Escalate Life Sciences
FDA rejects Supernus’ drug infusion device for Parkinson’s
The agency issued a complete response letter to Supernus for its device to treat “off” episodes in Parkinson’s.
The Food and Drug Administration has rejected Supernus Pharmaceuticals’ drug infusion device for Parkinson’s disease, the company revealed on Monday.
Supernus said the agency issued a complete response letter to its application for approval. Dubbed SPN-830, the treatment is a device designed to continuously deliver the drug apomorphine under the skin for “off” episodes in Parkinson’s patients. This common side effect occurs when the effects of other drugs used to control Parkinson’s-related tremors and other motor symptoms wear off.

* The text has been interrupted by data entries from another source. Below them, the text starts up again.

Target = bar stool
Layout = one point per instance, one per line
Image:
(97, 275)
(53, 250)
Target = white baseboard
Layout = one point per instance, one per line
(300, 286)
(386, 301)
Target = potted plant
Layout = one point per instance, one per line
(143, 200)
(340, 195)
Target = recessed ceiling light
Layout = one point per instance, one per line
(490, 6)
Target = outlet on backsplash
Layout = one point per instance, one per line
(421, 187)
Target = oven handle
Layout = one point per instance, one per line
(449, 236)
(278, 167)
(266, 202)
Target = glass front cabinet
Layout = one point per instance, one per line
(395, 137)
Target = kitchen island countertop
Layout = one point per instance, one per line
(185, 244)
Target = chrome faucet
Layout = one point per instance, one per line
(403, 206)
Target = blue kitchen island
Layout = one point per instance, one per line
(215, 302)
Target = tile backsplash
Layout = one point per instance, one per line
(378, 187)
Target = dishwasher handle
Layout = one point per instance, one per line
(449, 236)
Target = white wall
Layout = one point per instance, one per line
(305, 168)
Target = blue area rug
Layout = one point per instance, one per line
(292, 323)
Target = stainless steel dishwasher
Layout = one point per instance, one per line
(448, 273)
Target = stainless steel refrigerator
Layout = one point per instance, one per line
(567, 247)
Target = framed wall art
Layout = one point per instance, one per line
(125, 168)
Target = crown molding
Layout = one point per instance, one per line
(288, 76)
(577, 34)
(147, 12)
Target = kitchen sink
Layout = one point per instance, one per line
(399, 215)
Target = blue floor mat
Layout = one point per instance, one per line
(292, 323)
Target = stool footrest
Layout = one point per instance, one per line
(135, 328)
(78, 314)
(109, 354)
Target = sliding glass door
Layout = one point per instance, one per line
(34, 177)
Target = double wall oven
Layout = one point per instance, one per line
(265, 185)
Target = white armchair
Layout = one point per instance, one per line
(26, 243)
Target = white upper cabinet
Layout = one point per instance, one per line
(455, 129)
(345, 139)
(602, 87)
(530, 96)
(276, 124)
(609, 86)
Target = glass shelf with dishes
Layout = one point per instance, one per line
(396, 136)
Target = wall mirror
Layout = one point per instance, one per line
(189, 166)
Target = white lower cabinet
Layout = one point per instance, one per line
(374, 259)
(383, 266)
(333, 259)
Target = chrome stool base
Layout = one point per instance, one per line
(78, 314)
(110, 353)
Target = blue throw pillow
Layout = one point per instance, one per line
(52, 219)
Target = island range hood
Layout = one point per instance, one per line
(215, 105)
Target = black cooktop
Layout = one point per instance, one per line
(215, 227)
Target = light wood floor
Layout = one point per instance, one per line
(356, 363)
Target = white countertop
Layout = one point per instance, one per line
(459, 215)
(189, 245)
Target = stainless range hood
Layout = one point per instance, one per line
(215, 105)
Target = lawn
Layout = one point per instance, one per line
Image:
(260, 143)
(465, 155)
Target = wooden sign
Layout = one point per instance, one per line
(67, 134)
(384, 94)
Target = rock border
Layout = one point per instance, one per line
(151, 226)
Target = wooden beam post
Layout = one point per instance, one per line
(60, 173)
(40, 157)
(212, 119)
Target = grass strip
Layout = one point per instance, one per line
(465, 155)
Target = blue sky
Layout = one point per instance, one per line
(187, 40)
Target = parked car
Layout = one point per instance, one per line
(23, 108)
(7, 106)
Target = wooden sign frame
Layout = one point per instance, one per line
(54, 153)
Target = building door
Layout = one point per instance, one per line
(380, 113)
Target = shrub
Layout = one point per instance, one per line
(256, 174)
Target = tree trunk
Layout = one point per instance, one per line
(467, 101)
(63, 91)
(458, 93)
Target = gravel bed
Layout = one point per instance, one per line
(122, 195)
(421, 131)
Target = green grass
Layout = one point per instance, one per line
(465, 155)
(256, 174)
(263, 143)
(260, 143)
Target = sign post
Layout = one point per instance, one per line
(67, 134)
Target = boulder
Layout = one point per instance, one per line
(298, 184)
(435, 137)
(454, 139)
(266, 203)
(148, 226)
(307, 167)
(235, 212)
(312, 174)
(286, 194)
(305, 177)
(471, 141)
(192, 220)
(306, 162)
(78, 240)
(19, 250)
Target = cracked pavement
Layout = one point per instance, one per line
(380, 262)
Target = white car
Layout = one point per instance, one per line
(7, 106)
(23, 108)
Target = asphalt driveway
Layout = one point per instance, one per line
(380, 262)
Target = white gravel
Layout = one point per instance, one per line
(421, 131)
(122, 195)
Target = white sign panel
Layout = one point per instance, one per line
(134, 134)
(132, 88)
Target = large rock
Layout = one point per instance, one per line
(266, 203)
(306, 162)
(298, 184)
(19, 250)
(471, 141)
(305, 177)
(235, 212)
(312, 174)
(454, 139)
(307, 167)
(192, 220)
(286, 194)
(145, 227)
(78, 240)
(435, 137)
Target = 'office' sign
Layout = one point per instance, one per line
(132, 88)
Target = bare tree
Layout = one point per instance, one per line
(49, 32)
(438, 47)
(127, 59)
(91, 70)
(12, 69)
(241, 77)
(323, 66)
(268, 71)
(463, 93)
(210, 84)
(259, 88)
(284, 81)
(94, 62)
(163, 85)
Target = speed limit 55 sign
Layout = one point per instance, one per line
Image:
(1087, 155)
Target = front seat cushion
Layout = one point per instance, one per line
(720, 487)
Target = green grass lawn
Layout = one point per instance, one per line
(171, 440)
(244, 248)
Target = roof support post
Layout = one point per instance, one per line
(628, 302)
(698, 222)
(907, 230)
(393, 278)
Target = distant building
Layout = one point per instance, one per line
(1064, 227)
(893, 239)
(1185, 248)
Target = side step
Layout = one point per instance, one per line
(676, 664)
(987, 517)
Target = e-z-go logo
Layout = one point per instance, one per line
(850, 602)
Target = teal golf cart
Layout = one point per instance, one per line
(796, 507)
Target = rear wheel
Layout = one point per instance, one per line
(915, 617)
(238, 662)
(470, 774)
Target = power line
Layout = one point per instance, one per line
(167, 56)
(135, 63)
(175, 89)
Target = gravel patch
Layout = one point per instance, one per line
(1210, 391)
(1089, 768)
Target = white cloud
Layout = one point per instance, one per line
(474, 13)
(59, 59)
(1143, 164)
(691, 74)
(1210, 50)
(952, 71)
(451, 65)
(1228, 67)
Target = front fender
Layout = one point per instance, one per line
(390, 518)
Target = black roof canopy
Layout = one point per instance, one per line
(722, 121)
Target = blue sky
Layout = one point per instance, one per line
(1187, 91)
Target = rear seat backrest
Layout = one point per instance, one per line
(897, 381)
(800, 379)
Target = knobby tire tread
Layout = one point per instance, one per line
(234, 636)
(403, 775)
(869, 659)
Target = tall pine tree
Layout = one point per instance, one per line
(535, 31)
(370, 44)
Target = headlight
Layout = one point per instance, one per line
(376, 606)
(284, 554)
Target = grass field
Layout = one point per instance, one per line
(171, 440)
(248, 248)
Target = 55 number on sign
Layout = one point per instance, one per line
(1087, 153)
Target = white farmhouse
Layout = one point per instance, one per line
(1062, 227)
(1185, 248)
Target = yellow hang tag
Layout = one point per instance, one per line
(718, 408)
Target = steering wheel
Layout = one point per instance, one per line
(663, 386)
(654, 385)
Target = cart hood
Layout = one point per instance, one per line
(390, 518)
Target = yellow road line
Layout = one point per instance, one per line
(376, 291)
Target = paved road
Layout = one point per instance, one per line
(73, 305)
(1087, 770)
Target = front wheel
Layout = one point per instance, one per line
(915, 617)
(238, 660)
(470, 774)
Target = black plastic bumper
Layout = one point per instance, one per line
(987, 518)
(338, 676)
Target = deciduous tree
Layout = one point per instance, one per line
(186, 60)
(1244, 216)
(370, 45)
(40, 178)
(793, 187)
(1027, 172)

Apomorphine, the active drug contained in Supernus’ device, was approved by the FDA in 2004 as an injection sold under the brand name Apokyn. In 2020, Sunovion Pharmaceuticals won approval for an under-the-tongue film formulation of apomorphine to treat “off” episodes.
Other drug developers have been doing something similar, attempting to reformulate existing Parkinson’s drugs to either make them more convenient or more consistently effective. Acorda Therapeutics’ drug Inbrija, for example, is an inhaled formulation of levodopa, a mainstay Parkinson’s therapy. AbbVie, meanwhile, is asking the FDA for approval of a treatment that combines prodrug forms of levodopa and carbidopa.
Along with Acorda’s and Sunovion’s drugs, medicines from Kyowa Kirin and Neurocrine Biosciences have also won approval for the treatment of “off” episodes. Not all have sold well since their approval, however. The FDA cited several reasons in its rejection of SPN-830, according to Supernus. The regulator flagged issues with labeling and device performance, as well as its inability to inspect a manufacturing facility on time due to COVID-19 travel restrictions — a hangup that’s been seen in other drug reviews.
The rejection is “a disappointing but not major setback from long-term revenue perspective,” wrote Stifel analyst Annabel Samimy in a Monday note to clients. Samimy noted that the FDA is not asking for additional clinical studies to test its device. Supernus said it will work with the agency to address the issues and put its new drug application back in front of reviewers.
Shares in Supernus fell by 3% in Monday morning trading on the news.